El intelectual francés Paul Ricoeur
(padre de la nueva hermenéutica) estudió con detenimiento la relación
entre el pasado y la memoria. Para él, como nos enseña el historiador
español José Antonio Vidal Castaño (quien por cierto
tiene dicho de la Historia que “representa en su más alto grado la
utilidad de lo inútil”), “la memoria no se reconstruye sólo a golpe de
conmemoraciones y monumentos; requiere de algo más que buenas voluntades
o visiones dogmáticas”.
Es necesario evitar los abusos de la memoria de los que nos previene el intelectual búlgaro nacionalizado francés Tzvetan Todorov. De hecho, estoy con la historiadora canadiense Margaret MacMillan
cuando afirma que “haber estado allí no permite necesariamente conocer
mejor los acontecimientos; en realidad, más bien, ocurre justo lo
contrario.”
Y el gran escritor argentino Jorge Luis Borges escribió un poema que finaliza así:
Somos nuestra memoria,
somos ese quimérico museo de formas inconstantes,
ese montón de espejos rotos
somos ese quimérico museo de formas inconstantes,
ese montón de espejos rotos
La memoria es sin duda un montón de espejos rotos.

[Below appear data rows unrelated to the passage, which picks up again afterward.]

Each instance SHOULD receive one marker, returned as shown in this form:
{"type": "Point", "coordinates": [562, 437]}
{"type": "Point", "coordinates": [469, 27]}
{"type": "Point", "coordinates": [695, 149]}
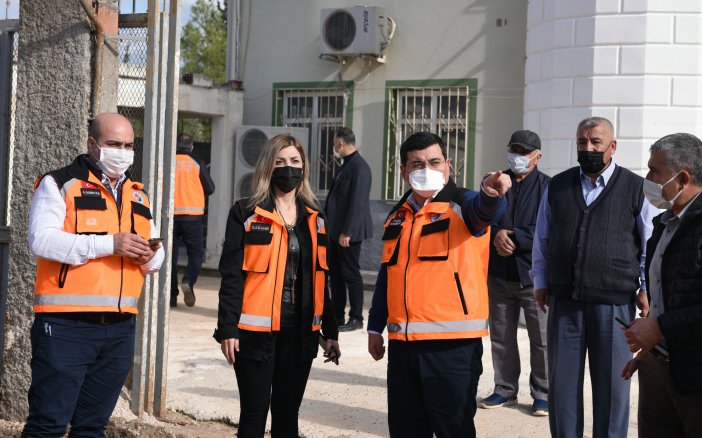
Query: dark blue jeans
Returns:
{"type": "Point", "coordinates": [190, 233]}
{"type": "Point", "coordinates": [78, 369]}
{"type": "Point", "coordinates": [432, 387]}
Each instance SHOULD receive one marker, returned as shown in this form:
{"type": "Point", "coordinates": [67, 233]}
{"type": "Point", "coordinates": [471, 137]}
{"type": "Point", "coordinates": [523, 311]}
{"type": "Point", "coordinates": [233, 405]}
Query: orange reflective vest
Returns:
{"type": "Point", "coordinates": [105, 284]}
{"type": "Point", "coordinates": [189, 195]}
{"type": "Point", "coordinates": [437, 274]}
{"type": "Point", "coordinates": [265, 255]}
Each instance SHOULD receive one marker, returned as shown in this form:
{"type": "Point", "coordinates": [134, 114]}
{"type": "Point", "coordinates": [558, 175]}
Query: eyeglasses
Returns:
{"type": "Point", "coordinates": [432, 164]}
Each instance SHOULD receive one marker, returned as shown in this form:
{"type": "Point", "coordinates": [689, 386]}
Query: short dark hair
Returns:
{"type": "Point", "coordinates": [345, 134]}
{"type": "Point", "coordinates": [682, 152]}
{"type": "Point", "coordinates": [419, 141]}
{"type": "Point", "coordinates": [184, 141]}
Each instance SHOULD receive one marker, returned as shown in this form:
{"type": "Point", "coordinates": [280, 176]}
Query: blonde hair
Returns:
{"type": "Point", "coordinates": [263, 173]}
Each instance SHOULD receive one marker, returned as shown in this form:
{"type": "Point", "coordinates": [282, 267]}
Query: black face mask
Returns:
{"type": "Point", "coordinates": [287, 178]}
{"type": "Point", "coordinates": [592, 163]}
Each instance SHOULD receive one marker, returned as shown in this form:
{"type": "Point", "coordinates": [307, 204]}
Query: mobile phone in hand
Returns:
{"type": "Point", "coordinates": [619, 320]}
{"type": "Point", "coordinates": [658, 350]}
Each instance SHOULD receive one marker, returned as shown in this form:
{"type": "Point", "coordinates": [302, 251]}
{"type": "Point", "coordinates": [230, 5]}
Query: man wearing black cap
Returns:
{"type": "Point", "coordinates": [509, 285]}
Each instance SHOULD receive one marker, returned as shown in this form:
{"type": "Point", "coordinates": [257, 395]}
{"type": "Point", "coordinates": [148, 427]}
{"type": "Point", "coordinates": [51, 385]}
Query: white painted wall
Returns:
{"type": "Point", "coordinates": [447, 39]}
{"type": "Point", "coordinates": [636, 62]}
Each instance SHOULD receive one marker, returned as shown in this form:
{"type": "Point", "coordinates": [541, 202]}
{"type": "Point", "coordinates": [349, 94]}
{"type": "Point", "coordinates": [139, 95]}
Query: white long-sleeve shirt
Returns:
{"type": "Point", "coordinates": [47, 238]}
{"type": "Point", "coordinates": [644, 224]}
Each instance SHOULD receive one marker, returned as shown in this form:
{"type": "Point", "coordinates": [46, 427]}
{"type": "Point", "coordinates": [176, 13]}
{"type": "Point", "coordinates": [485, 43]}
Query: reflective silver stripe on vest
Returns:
{"type": "Point", "coordinates": [84, 300]}
{"type": "Point", "coordinates": [189, 210]}
{"type": "Point", "coordinates": [438, 327]}
{"type": "Point", "coordinates": [255, 320]}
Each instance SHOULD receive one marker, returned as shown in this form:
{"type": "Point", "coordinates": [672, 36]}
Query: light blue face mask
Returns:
{"type": "Point", "coordinates": [654, 193]}
{"type": "Point", "coordinates": [518, 163]}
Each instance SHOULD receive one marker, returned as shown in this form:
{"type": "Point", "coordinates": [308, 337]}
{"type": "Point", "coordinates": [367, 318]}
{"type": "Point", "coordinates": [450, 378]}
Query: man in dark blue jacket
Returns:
{"type": "Point", "coordinates": [670, 389]}
{"type": "Point", "coordinates": [509, 285]}
{"type": "Point", "coordinates": [348, 224]}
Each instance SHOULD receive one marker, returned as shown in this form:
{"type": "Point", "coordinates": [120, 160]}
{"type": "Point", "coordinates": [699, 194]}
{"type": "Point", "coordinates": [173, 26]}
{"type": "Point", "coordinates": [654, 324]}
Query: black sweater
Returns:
{"type": "Point", "coordinates": [259, 345]}
{"type": "Point", "coordinates": [681, 278]}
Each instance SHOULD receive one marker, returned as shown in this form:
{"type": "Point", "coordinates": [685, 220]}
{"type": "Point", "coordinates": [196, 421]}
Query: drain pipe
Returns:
{"type": "Point", "coordinates": [99, 43]}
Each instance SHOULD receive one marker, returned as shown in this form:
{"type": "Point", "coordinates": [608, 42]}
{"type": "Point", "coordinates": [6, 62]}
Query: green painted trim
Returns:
{"type": "Point", "coordinates": [471, 83]}
{"type": "Point", "coordinates": [278, 86]}
{"type": "Point", "coordinates": [315, 85]}
{"type": "Point", "coordinates": [472, 117]}
{"type": "Point", "coordinates": [424, 83]}
{"type": "Point", "coordinates": [383, 189]}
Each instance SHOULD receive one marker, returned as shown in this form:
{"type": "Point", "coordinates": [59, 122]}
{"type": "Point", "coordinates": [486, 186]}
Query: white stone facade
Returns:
{"type": "Point", "coordinates": [636, 62]}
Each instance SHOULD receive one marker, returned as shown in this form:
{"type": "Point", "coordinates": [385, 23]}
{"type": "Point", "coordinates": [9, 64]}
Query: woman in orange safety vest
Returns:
{"type": "Point", "coordinates": [273, 299]}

Como explican los psicólogos es algo engañoso; es, como apunta MacMillan, “selectiva y maleable”. El escritor británico Harold Pinter,
premio Nobel de Literatura en 2005, consideraba que “el pasado es lo
que recuerdas, lo que imaginas recordar, lo que te convences en
recordar, o lo que pretendes recordar”. Y uno de los más grandes
memorialistas del siglo XX, el italiano, judío, superviviente del
Holocausto Primo Levi tiene mucho que decir al respecto. Por ejemplo, esto:
“Un
recuerdo evocado demasiado a menudo y expresado en forma de Historia
tiende a convertirse en un estereotipo cristalizado, perfeccionado,
adornado, instalándose en sí mismo en el lugar de la memoria pura y
dura, y creciendo a sus expensas”.
Por eso hablaba más arriba de “evitar los abusos de la memoria”. El historiador español Joaquim Prats
se pregunta que si eso es la memoria individual, qué no será la memoria
colectiva, esa memoria que muchos llaman memoria histórica pero que en
realidad es una fase anterior de ésta: memoria colectiva es en realidad
un concepto creado por el intelectual francés Maurice Halbwachs,
muerto en el campo de concentración nazi de Buchenwald en 1945, que nos
habla de los recuerdos preservados por la sociedad civil para
destacarlos sobre otros; que, en definición de MacMillan, “nos habla de
las cosas que pensamos que sabemos con toda seguridad sobre el pasado de
nuestras sociedades”. La historiadora canadiense redondea el asunto
cuando escribe:
“La memoria colectiva,
en realidad, trata más del presente que del pasado, porque es esencial
para la imagen que un grupo tiene de sí mismo”.
El propio Halbwachs
sentencia que sirve para “redefinir el presente colectivo”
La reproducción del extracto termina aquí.